Cependant, le groupe Alma a riposté en déclarant (au présent) : « Nous n’utilisons pas de traitements non conformes ». Aucune poursuite n’a été engagée.

Filtres non autorisés chez Nestlé Waters

La DGCCRF aurait également fait d’autres découvertes et a déclaré que le groupe Alma n’est pas le seul à utiliser des pratiques de traitement interdites et qu’il existe des preuves que de nombreux fabricants du secteur ont acheté des filtres non autorisés.

Nestlé Waters – qui possède deux sites de conditionnement d’eau en France – a été découvert comme faisant partie de ces fabricants.
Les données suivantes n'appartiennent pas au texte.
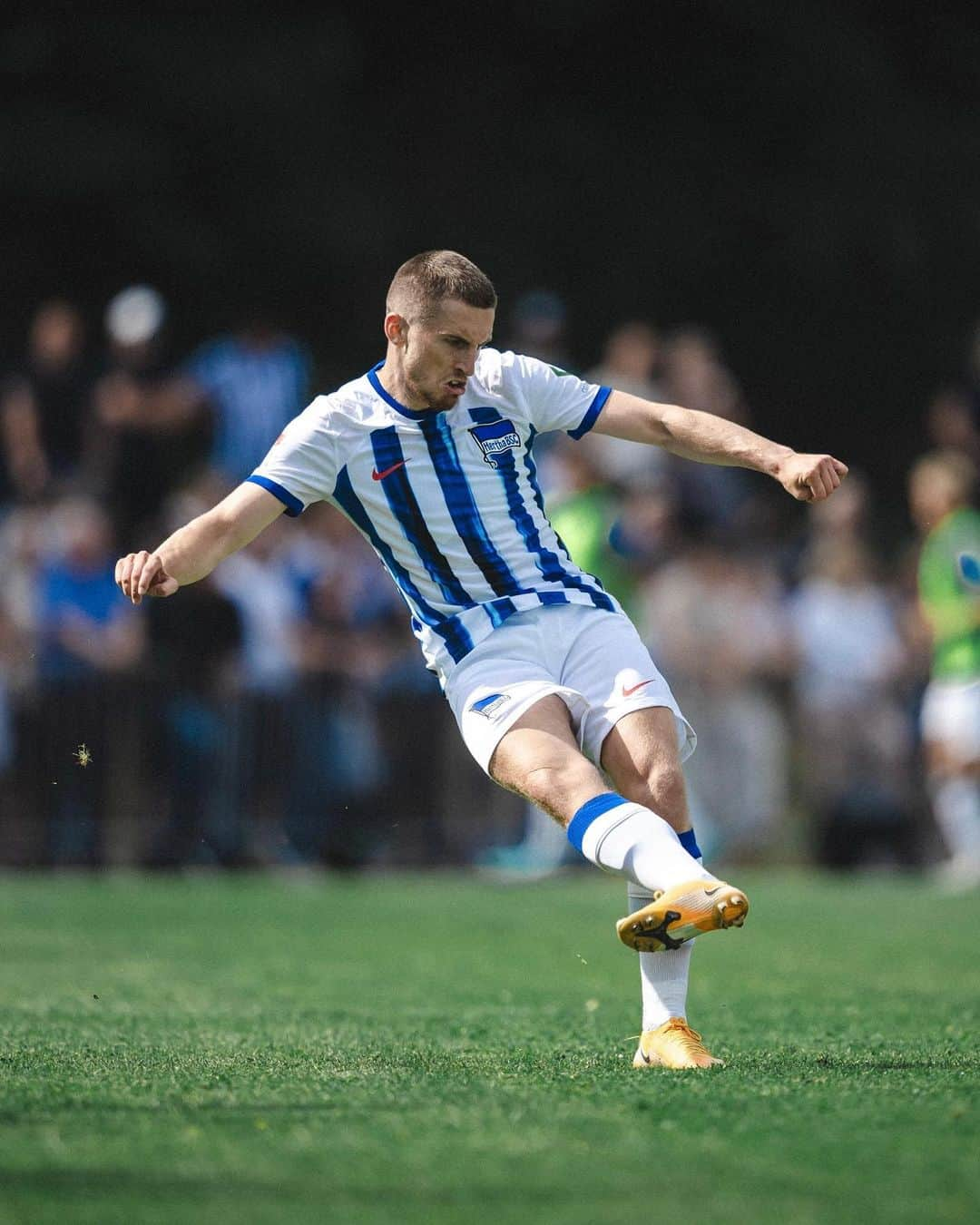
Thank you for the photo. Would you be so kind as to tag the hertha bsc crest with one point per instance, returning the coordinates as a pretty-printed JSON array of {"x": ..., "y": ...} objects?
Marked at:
[{"x": 495, "y": 438}]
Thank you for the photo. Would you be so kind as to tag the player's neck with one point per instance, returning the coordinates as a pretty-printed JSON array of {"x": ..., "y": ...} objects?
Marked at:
[{"x": 392, "y": 378}]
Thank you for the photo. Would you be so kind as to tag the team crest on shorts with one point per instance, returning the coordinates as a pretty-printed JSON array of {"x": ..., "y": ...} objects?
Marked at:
[
  {"x": 490, "y": 704},
  {"x": 495, "y": 438}
]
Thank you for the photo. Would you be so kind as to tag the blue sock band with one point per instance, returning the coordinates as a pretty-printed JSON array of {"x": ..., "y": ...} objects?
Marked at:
[
  {"x": 588, "y": 812},
  {"x": 690, "y": 843}
]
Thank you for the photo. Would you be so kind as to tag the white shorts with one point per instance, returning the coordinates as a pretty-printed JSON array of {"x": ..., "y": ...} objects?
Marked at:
[
  {"x": 951, "y": 717},
  {"x": 594, "y": 661}
]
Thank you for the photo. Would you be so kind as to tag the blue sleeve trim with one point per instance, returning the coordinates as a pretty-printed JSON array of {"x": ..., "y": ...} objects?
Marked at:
[
  {"x": 293, "y": 505},
  {"x": 690, "y": 843},
  {"x": 588, "y": 812},
  {"x": 594, "y": 408}
]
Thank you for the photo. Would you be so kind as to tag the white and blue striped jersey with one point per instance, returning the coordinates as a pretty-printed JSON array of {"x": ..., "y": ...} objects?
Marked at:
[{"x": 448, "y": 500}]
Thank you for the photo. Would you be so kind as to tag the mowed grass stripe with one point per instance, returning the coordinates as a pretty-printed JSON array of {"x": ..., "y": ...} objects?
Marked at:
[{"x": 443, "y": 1050}]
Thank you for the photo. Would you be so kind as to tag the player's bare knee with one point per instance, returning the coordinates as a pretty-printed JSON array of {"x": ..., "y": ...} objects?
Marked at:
[{"x": 663, "y": 790}]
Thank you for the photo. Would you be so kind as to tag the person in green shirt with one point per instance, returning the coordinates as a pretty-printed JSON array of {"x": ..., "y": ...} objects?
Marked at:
[{"x": 940, "y": 489}]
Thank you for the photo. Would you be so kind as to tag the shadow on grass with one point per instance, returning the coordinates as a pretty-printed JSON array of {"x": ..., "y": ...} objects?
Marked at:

Ses usines sont situées dans les Vosges (marques Vittel, Contrex et Hépar) et dans le Gard, à Vergèze (Perrier).

Nestlé représente plus d’un tiers du marché de l’eau embouteillée en France.

Demande présumée de modification juridique

En août 2021, le géant de la fabrication a demandé une réunion confidentielle avec la ministre de l’industrie Agnès Pannier-Runacher.

Il aurait alors déclaré avoir utilisé des traitements non conformes, ajoutant que ceux-ci étaient nécessaires pour lui permettre de continuer à faire fonctionner ses usines d’eau, pour faire face à une eau régulièrement contaminée.

Nestlé aurait également demandé au gouvernement l’autorisation de continuer à utiliser ces traitements et suggéré que la loi soit modifiée pour permettre l’utilisation de filtres d’une capacité de filtration inférieure à 0,8 micron.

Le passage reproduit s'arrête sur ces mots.